Digging is usually done with a pick-axe, a dwarvish mattock, or a wand of digging. You can also dig if you polymorph into a creature that does not need a pick to use the tunnel attribute (r rock mole, r woodchuck or U umber hulk). Casting the spell of dig has the same effect as zapping a wand of digging.
Digging using a pick-axe or mattock is slow, and takes several turns. Other methods use a single turn.
You can dig in any horizontal direction. You can also attempt to dig upwards and downwards if you use a tool, wand or spell. If you dig upwards, you will be unable to reach the ceiling with a tool, or just loosen a rock from the ceiling and have it fall on your head with a spell or wand.
If you dig downwards with a pick-axe or mattock, you will usually create a pit. To create a pit, you need to apply the tool once. ("You start digging downward. You dig a pit in the floor").
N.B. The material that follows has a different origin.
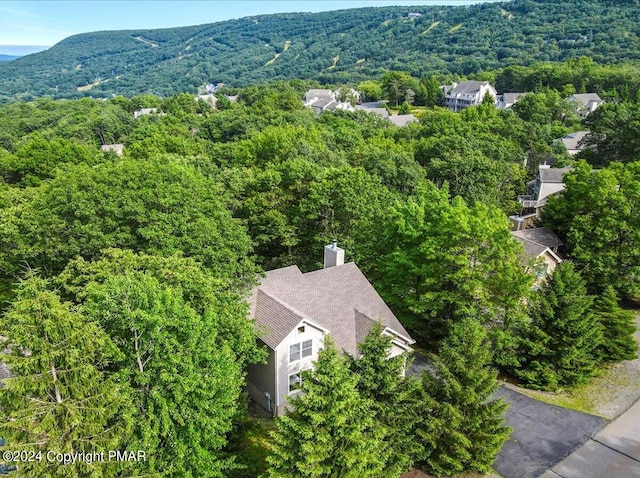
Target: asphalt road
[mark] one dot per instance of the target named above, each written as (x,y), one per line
(614,452)
(542,435)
If you dig downwards in a pit, you will create a hole and fall through. Zapping a wand of digging downwards instantly creates a hole under normal circumstances. Digging downward when standing on a sink will turn in into a (non-magical) fountain, and when standing on a fountain will most likely create several pools of water.
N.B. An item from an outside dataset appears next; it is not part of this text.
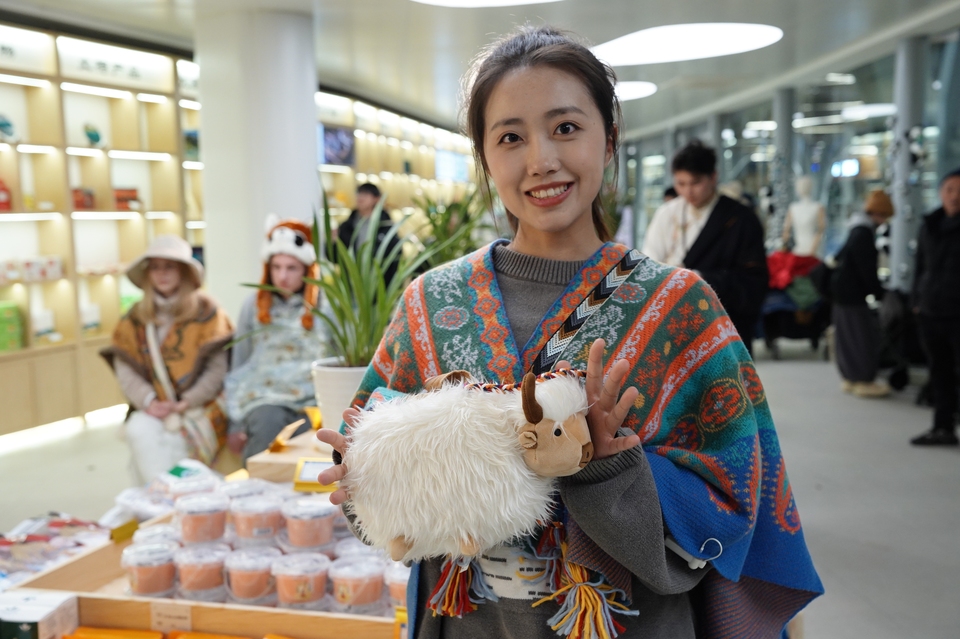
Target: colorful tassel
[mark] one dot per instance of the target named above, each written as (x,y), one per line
(586,607)
(548,549)
(460,589)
The ground or the walls in some levels are undiggable. These include the walls of Sokoban, the ground at the bottom of several dungeon branches, walls of the Castle and the Wizard's Tower, and the like. If the floor is undiggable, digging downwards can create a pit but not a hole. The walls of Gehennom are diggable, but the wand and the spell only dig one wall per casting.
You can dig up rocks, boulders, and statues with a pick-axe or a dwarvish mattock, and chop down non-petrified trees with an axe. The spell and wand of digging instantly generate results and completely bypass this discussion.
Each turn you dig, you generate
9 + d5 + enchantment - erosion + strength & dexterity bonuses + ring of increase damage bonus
points of digging effort. This is doubled if you are a starting race dwarf. The strength & dexterity bonuses are the same as for weapons to-hit adjustment. The pick-axe skill does not play a role.
|Terrain type||Digging effort needed||Examples: expected turns|
|STR=11, DEX=11||and thoroughly rusty||STR=18, DEX=18||and +3 mattock|
|through an existing pit||251||21.4||28.3||15.2||13.0|
|other floor, fountain, sink, any non-pit trap||51||4.8||6.1||3.4||3.0|
|statue, boulder, wall, solid rock, (secret) door; chop down tree||101||8.9||11.7||6.3||5.6|
There is no speed difference between a pick-axe and a mattock; however, mattocks are heavier, two-handed, and can be generated enchanted.
Shop doors and walls will cause the warning message "This door/wall seems too hard to dig." to interrupt you, but will not take any longer to destroy if you persist. Digging through the walls or door is costly, but the floor is free. Shopkeepers have a rough idea how long this takes and will move to prevent theft.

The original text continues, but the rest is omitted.